Well, you really don't have to dig very deep to realize we weren't founded on Christianity, per se. But we were definitely founded on a political philosophy that presupposed a strong moral and ethical social fabric rooted in Western thought, which is ethically dominated by Judeo-Christian values and cosmology (concept of reality). Most of the Founding Fathers were, in fact, various types of Christians in their religious backgrounds, but a few were atheists, a few key framers were Deists, a couple were Jewish, etc. Deists still basically believed in a Western concept of God. They just didn't believe he intervened in the lives of men or in nature. "The Great Clockmaker" is the phrase that gets used most often to explain Deism. He created it, wound it up, and then left it alone to run its course. Jefferson, the author of both the Declaration of Independence and the Constitution, was a Deist. But your point remains, however we refine the language.

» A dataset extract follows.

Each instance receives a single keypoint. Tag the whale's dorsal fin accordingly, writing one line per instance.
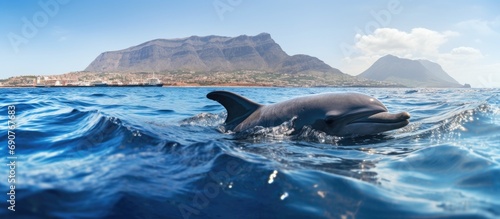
(238, 108)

You are indeed correct. When you rip any of the fundamental assumptions out of the equation of the American Experiment (as they called it), it begins to fail rather quickly. Several of the Founders wrote about these possibilities, too. Take an educated and informed electorate out of the equation and you have failure. Allow political parties to dominate governance and you have failure. Lose a strong moral fabric that keeps individual liberty restrained in its excesses and you have failure. They warned strongly against all of these, and we have raced down all three of these paths hell-bent for damnation.